(1) A commutative Noetherian ring is reduced if and only if it is generically reduced
(i.e. $R_0$, i.e. regular after localization at all height zero primes) and $S_1$
(i.e. every prime of height at least one has depth at least one).

Since a ring is Cohen--Macaulay iff it is $S_i$ for all $i$, to construct a non-CM ring,
it suffices to construct a non-$S_1$-ring, and by the above, for this it suffices to
construct a ring which is generically reduced but not reduced (or more geometrically speaking,
has embedded components).

E.g. $k[x_1,\ldots,x_n,y]/(x_1 y, \ldots , x_n y, y^2)$ is such a ring, and has dimension $n$.
(To get a local example, localize at $(x_1,\ldots,x_n,y).$)
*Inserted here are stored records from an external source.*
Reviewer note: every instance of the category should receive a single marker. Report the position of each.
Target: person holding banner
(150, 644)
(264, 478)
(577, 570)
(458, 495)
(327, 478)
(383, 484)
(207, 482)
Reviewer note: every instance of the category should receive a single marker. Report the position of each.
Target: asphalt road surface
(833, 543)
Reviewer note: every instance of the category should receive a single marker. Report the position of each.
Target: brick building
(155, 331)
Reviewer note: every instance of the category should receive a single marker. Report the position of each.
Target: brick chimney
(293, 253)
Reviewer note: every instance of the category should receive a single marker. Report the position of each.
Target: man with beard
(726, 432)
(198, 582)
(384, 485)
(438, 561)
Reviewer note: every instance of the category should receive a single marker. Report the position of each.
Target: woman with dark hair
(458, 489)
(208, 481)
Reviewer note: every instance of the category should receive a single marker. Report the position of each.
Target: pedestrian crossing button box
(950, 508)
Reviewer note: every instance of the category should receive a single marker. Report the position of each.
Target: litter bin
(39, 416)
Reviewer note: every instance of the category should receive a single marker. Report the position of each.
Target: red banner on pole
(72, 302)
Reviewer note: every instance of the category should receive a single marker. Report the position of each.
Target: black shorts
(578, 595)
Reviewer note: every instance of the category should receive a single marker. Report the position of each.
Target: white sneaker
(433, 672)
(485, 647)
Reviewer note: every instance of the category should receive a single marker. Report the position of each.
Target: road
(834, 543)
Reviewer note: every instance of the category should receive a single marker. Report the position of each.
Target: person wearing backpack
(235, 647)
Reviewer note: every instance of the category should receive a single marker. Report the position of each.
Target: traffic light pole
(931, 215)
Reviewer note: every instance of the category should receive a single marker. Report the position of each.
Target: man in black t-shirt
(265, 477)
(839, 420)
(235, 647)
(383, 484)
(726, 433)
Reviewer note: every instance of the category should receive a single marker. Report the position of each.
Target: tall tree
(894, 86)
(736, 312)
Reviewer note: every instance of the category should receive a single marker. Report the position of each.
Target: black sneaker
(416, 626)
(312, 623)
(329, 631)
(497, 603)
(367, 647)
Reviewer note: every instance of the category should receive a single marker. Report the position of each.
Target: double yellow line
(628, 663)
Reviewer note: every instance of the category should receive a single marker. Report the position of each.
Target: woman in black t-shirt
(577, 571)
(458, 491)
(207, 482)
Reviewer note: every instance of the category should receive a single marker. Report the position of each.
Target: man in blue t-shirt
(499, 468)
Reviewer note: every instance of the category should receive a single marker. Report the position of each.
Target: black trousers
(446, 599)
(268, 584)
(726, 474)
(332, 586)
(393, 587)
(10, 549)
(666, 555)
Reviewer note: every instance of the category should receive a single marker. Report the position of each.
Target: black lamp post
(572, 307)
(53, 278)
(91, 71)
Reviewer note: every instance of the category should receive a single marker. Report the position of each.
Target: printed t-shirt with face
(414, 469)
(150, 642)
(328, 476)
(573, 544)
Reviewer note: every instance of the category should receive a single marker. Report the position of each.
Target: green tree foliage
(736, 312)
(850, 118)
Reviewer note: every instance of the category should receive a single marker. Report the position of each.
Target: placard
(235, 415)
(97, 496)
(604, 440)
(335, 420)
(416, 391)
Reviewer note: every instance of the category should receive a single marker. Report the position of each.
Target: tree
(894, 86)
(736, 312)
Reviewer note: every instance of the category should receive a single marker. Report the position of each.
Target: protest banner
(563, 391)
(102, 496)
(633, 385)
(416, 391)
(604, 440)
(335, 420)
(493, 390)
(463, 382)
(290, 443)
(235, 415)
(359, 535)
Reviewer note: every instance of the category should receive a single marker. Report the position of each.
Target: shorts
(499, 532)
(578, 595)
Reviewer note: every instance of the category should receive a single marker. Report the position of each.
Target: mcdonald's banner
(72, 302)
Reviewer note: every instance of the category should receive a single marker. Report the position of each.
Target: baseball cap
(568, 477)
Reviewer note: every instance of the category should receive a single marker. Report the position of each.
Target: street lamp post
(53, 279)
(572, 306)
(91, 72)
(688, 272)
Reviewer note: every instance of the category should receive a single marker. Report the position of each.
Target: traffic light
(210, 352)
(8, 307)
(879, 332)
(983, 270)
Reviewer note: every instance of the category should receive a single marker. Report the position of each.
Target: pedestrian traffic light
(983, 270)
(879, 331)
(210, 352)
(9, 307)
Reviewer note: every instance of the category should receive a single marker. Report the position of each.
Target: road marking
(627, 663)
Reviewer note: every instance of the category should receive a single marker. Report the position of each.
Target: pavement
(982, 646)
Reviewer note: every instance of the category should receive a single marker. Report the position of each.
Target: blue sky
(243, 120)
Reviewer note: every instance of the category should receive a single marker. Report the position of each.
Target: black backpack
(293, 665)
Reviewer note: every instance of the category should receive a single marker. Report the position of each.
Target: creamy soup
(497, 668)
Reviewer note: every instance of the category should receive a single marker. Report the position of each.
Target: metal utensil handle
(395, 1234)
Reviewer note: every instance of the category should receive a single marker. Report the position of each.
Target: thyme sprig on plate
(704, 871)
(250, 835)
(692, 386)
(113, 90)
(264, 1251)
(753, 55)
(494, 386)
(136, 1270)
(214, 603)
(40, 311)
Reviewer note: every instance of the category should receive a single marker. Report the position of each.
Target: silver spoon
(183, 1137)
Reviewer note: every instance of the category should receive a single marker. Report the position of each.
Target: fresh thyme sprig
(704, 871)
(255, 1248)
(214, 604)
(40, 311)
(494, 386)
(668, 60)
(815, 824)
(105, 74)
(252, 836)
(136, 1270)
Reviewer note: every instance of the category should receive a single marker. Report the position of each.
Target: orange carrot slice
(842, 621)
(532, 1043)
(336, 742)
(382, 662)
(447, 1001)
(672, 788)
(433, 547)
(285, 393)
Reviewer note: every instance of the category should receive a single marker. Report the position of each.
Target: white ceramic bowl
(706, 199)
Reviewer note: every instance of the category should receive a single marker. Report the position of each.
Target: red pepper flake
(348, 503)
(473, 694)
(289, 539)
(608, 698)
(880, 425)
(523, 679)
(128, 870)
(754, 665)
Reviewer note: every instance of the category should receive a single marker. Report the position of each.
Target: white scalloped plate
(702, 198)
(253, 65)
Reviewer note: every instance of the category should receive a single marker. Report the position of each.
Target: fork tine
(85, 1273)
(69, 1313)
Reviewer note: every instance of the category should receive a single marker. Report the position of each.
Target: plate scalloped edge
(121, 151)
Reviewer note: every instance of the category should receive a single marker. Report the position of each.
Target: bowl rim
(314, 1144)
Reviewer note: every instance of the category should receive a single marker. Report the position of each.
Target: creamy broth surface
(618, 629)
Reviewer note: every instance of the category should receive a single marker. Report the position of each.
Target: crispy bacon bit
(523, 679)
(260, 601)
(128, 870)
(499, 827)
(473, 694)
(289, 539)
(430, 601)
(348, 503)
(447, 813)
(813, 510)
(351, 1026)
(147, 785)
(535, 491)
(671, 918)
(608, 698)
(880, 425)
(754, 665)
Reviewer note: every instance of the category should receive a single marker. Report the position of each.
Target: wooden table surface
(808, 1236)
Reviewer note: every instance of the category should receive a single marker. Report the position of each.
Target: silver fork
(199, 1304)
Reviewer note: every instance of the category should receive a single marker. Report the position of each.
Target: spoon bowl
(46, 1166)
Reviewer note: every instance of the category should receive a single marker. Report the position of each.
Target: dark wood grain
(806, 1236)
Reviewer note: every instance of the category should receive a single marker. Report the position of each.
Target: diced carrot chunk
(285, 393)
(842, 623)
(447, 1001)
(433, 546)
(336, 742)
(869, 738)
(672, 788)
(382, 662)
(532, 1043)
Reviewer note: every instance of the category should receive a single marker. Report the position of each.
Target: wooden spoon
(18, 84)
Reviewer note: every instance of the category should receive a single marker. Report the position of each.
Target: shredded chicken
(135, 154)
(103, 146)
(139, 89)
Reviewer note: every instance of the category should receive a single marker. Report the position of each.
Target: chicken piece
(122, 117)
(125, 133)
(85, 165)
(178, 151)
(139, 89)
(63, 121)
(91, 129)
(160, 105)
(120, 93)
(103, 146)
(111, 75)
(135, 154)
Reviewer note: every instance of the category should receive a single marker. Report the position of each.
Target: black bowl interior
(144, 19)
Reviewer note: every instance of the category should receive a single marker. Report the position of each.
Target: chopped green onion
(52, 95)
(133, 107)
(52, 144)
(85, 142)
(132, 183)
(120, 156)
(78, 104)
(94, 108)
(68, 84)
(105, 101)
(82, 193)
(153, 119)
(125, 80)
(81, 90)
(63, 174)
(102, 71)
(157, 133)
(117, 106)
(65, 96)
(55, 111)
[Added: misread question; these are non-CM rings. For CM, but non-Gorenstein rings,
see Hailong Dao's answer.]

(2) Typically the easiest way to recognize that a ring is Cohen--Macaulay is to use the following facts: any regular local ring is CM; if $A$ is CM and $f$ is a regular element
of $A$ (i.e. a non-unit and non-zero divisor) then $A/fA$ is CM.

Arguing inductively, we find that if $f_1,\ldots,f_n$ is a regular sequence in a regular
local ring $A,$ then $A/(f_1,\ldots,f_n)$ is CM. In particular, complete intersections
in an affine space are CM (and thus so are any of their localizations).

(In fact, these rings will be Gorenstein, not just CM.)

In small dimensions, one can also use the fact stated in part (1) to conclude that a one-dimensional reduced Noetherian ring is CM, and one also has Serre's criterion $R_1 + S_2$
for normality, which shows that a normal ring of dimension two is CM.